Coroada frequentemente em testes de paladar, a linha superior da Três Corações é imbatível quando o assunto é acessibilidade. O blend Gourmet, especificamente as versões Mogiana Paulista e Sul de Minas, entrega notas de chocolate e castanhas com uma doçura que muitas vezes dispensa o açúcar. Custa uma fração dos cafés de nicho, variando entre R$ 18 e R$ 25 (250g).
Se você quer dar o primeiro passo no mundo dos ‘Cafés Especiais’ sem gastar R$ 50 em um pacote, o Orfeu Clássico é a resposta. Cultivado no Sul de Minas e certificado, ele apresenta uma torra média perfeita, corpo aveludado e acidez equilibrada. Por valores que circulam em torno de R$ 25 a R$ 30 (250g), ele transforma o café da manhã rotineiro em uma experiência de cafeteria.

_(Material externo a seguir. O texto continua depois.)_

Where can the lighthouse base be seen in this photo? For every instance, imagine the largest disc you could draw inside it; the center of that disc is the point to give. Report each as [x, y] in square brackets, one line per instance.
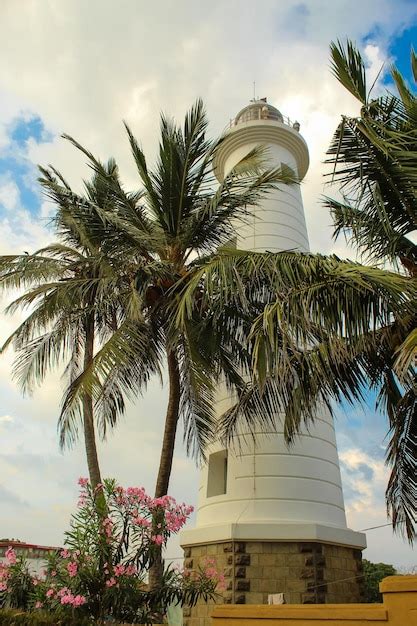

Menos comum em mercadinhos de bairro, mas onipresente em grandes redes e no e-commerce, o Santa Mônica é um espetáculo de custo-benefício. Produzido em fazendas próprias, oferece grãos 100% arábica com uma torra cuidadosa. Sua versão moída de 500g geralmente sai muito em conta considerando o rendimento e a baixíssima adstringência da bebida.

A Baggio popularizou os cafés aromatizados no Brasil (como Chocolate com Menta e Caramelo), mas sua linha tradicional de cafés gourmet merece destaque. Com moagem ideal para filtros de papel e cafeteiras italianas, entrega uma bebida limpa, aromática e redonda. O preço se mantém competitivo, excelente para quem quer variar o paladar.
Para quem não quer errar e confia nas gigantes, fuja da linha Tradicional e vá direto para a linha ‘Regiões Brasileiras’ (Cerrado, Sul de Minas) ou a ‘Sabor da Fazenda’. A Melitta acertou em cheio ao criar opções 100% arábica com torra média-clara que custam praticamente o mesmo que os cafés de entrada. É o verdadeiro achado de prateleira.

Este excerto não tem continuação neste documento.